Bateman is watching chickadees pull on a bird feeder outside his window as he chats on the phone and paints, an iPad to his left so he can view different photos of the animals he so vividly depicts.
We’re discussing whether the artistic process can make kids care about nature. It’s a pertinent question: The Canadian Wildlife Federation Robert Bateman Get To Know Contest launched in April, and the organizers expect tens of thousands of entries.
Whether the contest’s success can translate into greater concern for the environment is another matter though.
“This is a way deeper question than you thought,” the 81-year-old says, not unkindly. “I’ve put a lot of thought into it. It’s been my life.”
Art, he has decided, forces the participant to slow down and pay attention to tiny particulars. It’s a form of admiration, but “worship is maybe too strong a word,” he says. Thus, the chickadee. By painting it, he takes time to truly see it.
Some people are naturally inclined to this kind of artistic involvement. Many are not. The differentiation begins at puberty, says Bateman, who taught art in high schools for 20 years.
“Every little kid loves art and nature. Unfortunately, most human beings give up and go on to other things as they mature, about the age of 12,” he says. “I got serious when I was 12. I started painting every day, and I’m still doing it at this moment.”
Bateman’s path to become Canada’s leading nature artist was anything but straight. The precocious artist had painted every hawk and owl in North America by the age of 16. At 18, he ventured into big-paint-big-canvas expressionism. By his early 30s, he was a dedicated abstract expressionist.
Then he went to an exhibit of American realist painter Andrew Wyeth’s work at Buffalo’s Carnegie Gallery and his life changed in a moment. “That was my road to Damascus,” he says.
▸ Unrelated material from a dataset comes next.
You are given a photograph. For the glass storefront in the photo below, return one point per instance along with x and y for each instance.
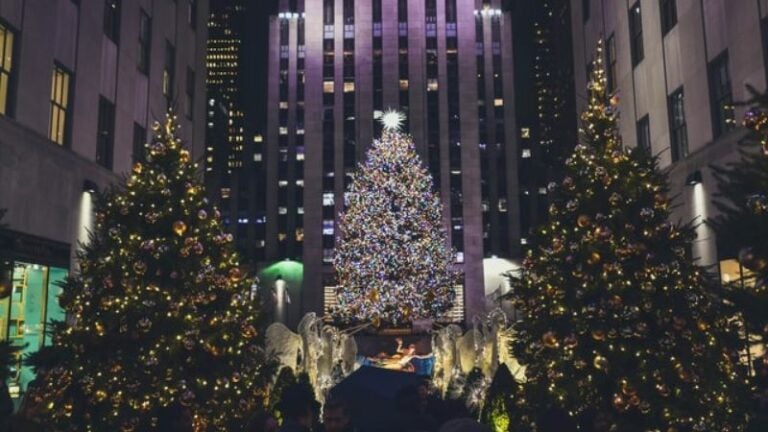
(24, 311)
Bateman has practiced realism ever since.
Friends accused him of no longer being an artist. “Why not use a camera?” they charged. For Bateman, the difference is acute. “[Art] is examining and getting involved with the surface particularity. It’s engagement and involvement at a slow pace. With a camera, you can just go click.”
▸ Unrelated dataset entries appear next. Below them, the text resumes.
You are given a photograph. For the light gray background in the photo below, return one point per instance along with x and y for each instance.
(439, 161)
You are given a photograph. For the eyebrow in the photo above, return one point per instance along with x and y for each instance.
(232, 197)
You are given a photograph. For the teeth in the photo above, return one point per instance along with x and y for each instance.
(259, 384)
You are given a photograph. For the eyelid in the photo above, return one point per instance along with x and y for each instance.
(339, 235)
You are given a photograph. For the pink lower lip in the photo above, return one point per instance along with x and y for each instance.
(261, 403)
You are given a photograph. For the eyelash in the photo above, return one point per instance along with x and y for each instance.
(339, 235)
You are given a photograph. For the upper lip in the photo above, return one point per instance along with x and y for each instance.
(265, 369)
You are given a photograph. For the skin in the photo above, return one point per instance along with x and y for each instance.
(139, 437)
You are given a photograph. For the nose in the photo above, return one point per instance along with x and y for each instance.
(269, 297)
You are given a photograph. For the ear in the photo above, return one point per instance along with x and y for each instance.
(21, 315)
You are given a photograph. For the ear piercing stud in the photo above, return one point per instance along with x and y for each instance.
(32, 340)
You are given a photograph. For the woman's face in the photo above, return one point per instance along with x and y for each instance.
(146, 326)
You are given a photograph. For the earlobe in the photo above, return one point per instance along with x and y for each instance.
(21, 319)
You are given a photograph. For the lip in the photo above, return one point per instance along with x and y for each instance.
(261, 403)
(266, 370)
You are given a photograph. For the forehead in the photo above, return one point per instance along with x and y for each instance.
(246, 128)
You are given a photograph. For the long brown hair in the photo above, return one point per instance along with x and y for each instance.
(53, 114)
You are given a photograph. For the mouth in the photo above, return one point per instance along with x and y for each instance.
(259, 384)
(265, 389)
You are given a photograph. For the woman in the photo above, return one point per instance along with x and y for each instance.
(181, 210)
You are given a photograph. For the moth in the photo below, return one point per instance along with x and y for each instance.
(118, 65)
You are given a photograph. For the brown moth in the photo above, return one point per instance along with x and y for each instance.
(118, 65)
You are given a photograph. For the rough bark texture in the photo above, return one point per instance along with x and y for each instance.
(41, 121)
That isn’t to say that photography is not art. It’s a prominent segment of Get To Know, and Bateman works from pictures he’s taken. But without intent and attention, he says it’s just a snapshot. “Art begins where nature ends.”
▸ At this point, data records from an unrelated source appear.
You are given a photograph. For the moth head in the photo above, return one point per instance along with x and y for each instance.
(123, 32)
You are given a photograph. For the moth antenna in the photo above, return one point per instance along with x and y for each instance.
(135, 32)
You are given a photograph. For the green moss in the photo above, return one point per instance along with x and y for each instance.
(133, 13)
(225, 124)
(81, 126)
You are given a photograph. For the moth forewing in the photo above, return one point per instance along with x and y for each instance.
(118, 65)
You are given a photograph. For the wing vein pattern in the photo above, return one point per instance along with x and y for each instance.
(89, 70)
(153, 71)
That requires not only a keen eye, but equally astute engagement with the moment, both of which 17-year-old Quinn Dalgarno harnessed to win the Get To Know photography section in 2009. The moment came in the humble surroundings of a friend’s farm: He saw a green frog, got down on all fours and clicked. “It’s about living in the moment, capturing a beautiful moment that you get to share with people,” he says.
It’s clear from his work that Dalgarno is keenly aware of each leaf, bird and frog as he treks his beloved Bronte Creek Provincial Park in Oakville, on Toronto’s western fringe.
But he, too, wonders if an art contest will break through the digital barrier behind which so many of his peers live. When he was around the age that Bateman considers so critical, Dalgarno began studying at a private school. No classmates wanted to roam outdoors. He discovered the hard way that it can be lonely in the life-filled woods.
“I was that lost child that would hang out at the edge of the woods. It was a tough year,” he says frankly.
Winning the contest changed his life – he met other nature-enrapt youths, went to art camps, attended high-level events – but he laments a lack of shared interest from many of his peers. He often tries to convince classmates to head outdoors, and recently made a short documentary called Nature Deficit Disorder.
“They were kind of shocked,” he says. “Everyone is so lost in their gadgets and laptops, they’re missing out on a whole lot, and they don’t even know it. When you’re out in nature, you learn without even trying to learn. There’s no reading. It’s magic.”
If nothing else, Bateman hopes the Get To Know contest will inspire more children and teens to simply go into their backyards, woodlots, riverside tracts and provincial parks this summer, and take the time to really see their non-human neighbours. Even more importantly, the artist wants youth to have fun while they’re at it.
“We’re creating a new species that finds it hard to be engaged and to go slow,” Bateman says. “We’re up against a juggernaut with this competition. Just to go outside. Go into nature and have fun, like I did.”